Studies on the Mechanism of Action of Selectively Cytotoxic Glycosylated Polyketides

Abstract

Cancer is a disease in need of selectively cytotoxic agents – ‘magic bullets’ which target cancerous cells while sparing healthy cells. Microbial secondary metabolites represent a rich source of clinically useful compounds in oncology and studies on the mechanism of action of selectively cytotoxic natural products have shaped our understanding of the hallmarks of cancer. The actinomycete Nocardiopsis sp. FU-40 is notable for its production of two selectively cytotoxic glycosylated polyketides, the ciromicins and apoptolidins, but their mechanism of action is not completely understood. This work describes [Chapter 2] the identification of the target of the apoptolidin family glycomacrolides as the F1 subcomplex of ATP synthase, identification of their binding site by cryoEM, and target validation via identification of resistance mutations, as well as preclinical studies [Chapter 3] on glycomacrolides based on ammocidin A suitable for in vivo use to address OXPHOS dependent cancers, particularly leukemia.

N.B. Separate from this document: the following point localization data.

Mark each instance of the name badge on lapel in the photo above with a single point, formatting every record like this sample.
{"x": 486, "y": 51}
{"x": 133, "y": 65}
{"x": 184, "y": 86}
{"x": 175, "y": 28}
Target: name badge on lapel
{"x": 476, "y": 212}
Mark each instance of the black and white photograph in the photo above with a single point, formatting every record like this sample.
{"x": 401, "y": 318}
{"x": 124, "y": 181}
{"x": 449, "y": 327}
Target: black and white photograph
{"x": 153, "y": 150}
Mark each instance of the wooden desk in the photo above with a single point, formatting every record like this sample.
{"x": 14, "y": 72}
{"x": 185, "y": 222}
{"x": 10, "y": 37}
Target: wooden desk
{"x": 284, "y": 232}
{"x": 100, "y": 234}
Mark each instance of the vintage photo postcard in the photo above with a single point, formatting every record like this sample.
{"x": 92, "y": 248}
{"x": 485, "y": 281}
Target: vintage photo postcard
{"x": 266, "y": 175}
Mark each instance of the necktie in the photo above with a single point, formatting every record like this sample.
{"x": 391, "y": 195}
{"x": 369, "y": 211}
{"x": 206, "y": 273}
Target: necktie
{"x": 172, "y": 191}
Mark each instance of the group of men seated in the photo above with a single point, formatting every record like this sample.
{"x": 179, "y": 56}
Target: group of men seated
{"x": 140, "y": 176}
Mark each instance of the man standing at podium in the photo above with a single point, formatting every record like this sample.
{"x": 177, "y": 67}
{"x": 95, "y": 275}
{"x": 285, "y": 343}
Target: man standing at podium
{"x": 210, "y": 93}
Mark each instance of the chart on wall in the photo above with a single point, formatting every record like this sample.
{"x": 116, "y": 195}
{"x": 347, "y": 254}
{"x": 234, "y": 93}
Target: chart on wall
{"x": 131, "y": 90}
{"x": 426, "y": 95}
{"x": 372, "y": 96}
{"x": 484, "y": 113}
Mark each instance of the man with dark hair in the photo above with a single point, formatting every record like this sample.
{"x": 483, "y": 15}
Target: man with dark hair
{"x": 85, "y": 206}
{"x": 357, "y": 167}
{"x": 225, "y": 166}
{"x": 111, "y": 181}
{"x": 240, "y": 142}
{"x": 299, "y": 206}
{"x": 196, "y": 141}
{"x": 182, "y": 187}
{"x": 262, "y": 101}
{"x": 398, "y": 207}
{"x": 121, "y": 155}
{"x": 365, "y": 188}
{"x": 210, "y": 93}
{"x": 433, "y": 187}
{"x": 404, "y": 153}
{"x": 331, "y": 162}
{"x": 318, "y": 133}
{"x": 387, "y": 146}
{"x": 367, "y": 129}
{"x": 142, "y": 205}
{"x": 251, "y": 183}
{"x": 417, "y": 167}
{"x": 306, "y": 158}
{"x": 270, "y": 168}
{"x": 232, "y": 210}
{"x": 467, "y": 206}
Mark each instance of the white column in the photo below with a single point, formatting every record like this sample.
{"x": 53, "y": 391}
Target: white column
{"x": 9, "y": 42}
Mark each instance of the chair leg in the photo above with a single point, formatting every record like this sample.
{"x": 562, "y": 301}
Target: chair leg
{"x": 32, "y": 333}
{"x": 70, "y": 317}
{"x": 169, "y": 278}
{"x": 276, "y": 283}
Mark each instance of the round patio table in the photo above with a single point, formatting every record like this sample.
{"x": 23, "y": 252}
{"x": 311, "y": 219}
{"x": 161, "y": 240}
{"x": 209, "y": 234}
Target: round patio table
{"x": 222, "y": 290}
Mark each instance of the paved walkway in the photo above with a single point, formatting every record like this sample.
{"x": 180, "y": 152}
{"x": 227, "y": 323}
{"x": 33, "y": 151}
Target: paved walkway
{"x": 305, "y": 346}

Studies on the ciromicins are also described [Chapter 4] including identification of new ciromicin family members which may support future target identification efforts. To address the pressing need for novel compounds which can address tumor heterogeneity and the complexity of the tumor microenvironment, novel computational tools [Chapter 5] and screening platforms [Chapter 6] for accelerating natural product discovery are described.